JPMorgan Chase has abruptly terminated banking services for two stablecoin-focused startups. The bank froze the corporate accounts of Kontigo and Blindpay this week. It cited internal risk assessments that labeled the firms "high risk."
These are not speculative trading platforms. Blindpay manages cross-border payouts for gig workers. Kontigo provides B2B payment rails. Both utilize stablecoins to settle transactions faster than legacy SWIFT networks. That reliance on blockchain rails triggered the bank's compliance filters.
A report by Fortune identifies the core issue as sanctions exposure.
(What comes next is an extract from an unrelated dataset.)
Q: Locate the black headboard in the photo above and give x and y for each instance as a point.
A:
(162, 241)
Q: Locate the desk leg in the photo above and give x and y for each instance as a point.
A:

Banks fear that funds moving on-chain might interact with sanctioned wallets before reaching the corporate account. JPMorgan acts as a final settlement layer. It refuses to accept the opacity of the preceding chain of custody.
"They just said we are high risk. They didn't give more details."
The freeze aligns with a broader institutional retreat. Founders refer to this trend as "Operation Chokepoint 2.0." Compliance departments prioritize charter safety over innovation. The risk of a single OFAC violation outweighs the revenue from startup accounts. Consequently, legitimate infrastructure builders are losing access to the U.S. dollar system.
Blindpay and Kontigo must now secure alternative banking partners to process fiat conversions. No native tokens were involved or impacted.